Le Mois des fiertés est largement reconnu comme une période dédiée à la célébration et à la visibilité des communautés LGBTQ+, et de nombreux jeux vidéo en profitent pour mettre en avant des récits et personnages inclusifs. Cependant, des joueurs accusent Riot Games d’avoir manqué cette opportunité, estimant que le timing de la fuite a amplifié la frustration autour de la représentation dans le jeu.
Dans l’industrie du jeu vidéo, des titres comme Overwatch et Apex Legends sont souvent salués pour leur intégration explicite de personnages et relations LGBTQ+ dans leur univers, à travers des cinématiques, des dialogues ou des éléments narratifs développés.
À l’inverse, VALORANT est régulièrement critiqué pour sa prudence concernant la confirmation des identités des personnages. Bien que des spéculations existent au sein de la communauté, les confirmations officielles restent limitées. L’un des couples les plus populaires est celui de Killjoy et Raze, surnommé « Nanobomb » par les fans, mais Riot ne fait que de légères allusions à leur relation via des illustrations ou des indices visuels, sans développement narratif approfondi.

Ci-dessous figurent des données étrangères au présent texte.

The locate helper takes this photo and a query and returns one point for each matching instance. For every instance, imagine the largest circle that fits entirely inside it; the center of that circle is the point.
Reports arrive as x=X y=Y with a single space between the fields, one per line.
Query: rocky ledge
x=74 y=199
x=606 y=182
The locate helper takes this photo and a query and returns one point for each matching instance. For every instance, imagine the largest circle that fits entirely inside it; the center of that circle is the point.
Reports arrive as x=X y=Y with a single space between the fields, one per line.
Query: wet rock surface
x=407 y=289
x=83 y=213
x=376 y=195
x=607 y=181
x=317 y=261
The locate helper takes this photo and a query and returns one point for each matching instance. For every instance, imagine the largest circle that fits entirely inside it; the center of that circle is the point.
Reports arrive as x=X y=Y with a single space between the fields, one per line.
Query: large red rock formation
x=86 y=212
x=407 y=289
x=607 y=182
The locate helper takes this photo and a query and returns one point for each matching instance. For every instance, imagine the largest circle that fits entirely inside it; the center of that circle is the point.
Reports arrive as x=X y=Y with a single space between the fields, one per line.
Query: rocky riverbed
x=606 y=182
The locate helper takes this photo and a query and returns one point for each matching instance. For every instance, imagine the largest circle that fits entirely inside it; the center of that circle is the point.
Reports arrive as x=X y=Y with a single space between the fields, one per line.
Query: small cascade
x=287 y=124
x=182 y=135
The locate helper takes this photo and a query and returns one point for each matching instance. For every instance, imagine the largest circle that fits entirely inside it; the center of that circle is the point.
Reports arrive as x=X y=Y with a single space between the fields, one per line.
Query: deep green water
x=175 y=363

Malgré l’intérêt important des joueurs pour ce duo, beaucoup estiment que Riot n’a pas suffisamment développé leur histoire, une frustration qui a resurgi pendant le Mois des fiertés, certains accusant le studio d’avoir négligé l’une des rares relations queer implicites du jeu.

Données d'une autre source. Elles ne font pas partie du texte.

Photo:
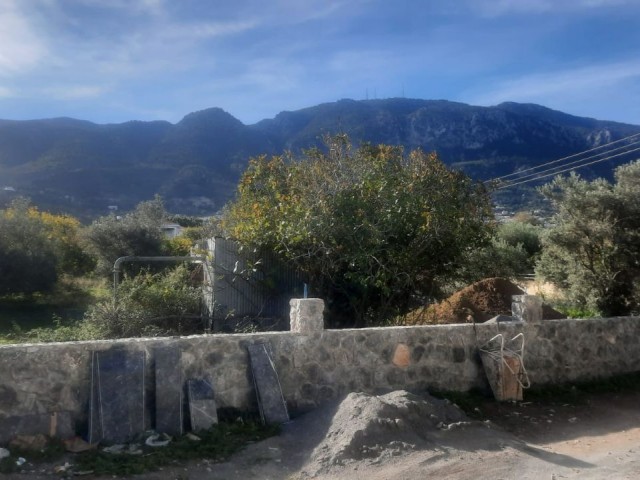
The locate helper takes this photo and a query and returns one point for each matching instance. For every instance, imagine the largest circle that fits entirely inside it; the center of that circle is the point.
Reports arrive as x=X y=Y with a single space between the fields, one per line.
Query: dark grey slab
x=95 y=427
x=169 y=390
x=273 y=408
x=121 y=394
x=203 y=411
x=56 y=424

Le bundle Give Back V26 divulgué mettait en avant Viper et Chamber comme couple, une décision qui a suscité des réactions négatives dans une partie de la communauté. Certains joueurs ont remis en question la cohérence de promouvoir une relation jugée peu établie dans le lore du jeu, surtout durant une période dédiée à la visibilité LGBTQ+.
Les réactions en ligne ont été très partagées, certains critiquant ce choix, tandis que d’autres accusent Riot d’ignorer les représentations queer déjà présentes dans le jeu au profit de narratifs moins développés.

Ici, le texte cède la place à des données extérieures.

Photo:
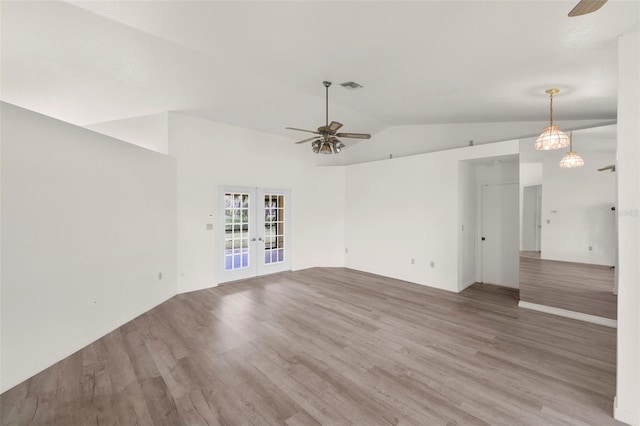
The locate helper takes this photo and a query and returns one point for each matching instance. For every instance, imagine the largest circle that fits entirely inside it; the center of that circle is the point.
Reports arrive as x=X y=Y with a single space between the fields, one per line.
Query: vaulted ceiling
x=261 y=65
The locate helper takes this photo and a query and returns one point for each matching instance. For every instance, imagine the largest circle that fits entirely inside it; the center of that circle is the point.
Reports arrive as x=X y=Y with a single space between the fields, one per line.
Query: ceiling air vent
x=351 y=85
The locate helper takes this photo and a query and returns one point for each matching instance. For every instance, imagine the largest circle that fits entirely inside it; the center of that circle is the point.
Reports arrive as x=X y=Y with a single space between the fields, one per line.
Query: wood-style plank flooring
x=577 y=287
x=331 y=347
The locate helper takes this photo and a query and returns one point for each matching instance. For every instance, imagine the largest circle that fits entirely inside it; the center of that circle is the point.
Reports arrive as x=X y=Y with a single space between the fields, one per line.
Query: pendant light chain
x=551 y=109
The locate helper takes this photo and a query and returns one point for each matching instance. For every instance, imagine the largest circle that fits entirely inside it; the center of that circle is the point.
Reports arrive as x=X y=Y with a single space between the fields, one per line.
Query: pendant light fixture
x=552 y=137
x=572 y=159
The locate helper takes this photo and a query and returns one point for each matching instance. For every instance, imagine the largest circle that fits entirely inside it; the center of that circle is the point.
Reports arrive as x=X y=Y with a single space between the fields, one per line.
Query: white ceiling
x=261 y=64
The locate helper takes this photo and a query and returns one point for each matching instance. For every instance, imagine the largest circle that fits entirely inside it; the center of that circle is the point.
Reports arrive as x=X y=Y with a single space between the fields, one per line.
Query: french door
x=254 y=232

La controverse a également relancé les discussions sur les politiques de censure régionales, certains observateurs rappelant que le contenu LGBTQ+ peut être modifié ou restreint dans certains marchés pour des raisons commerciales.
Les critiques estiment enfin que le déséquilibre dans la représentation des relations dans VALORANT reflète un problème plus large d’incohérence dans la narration inclusive, notamment en comparaison avec d’autres jeux compétitifs majeurs qui développent plus ouvertement leurs personnages LGBTQ+.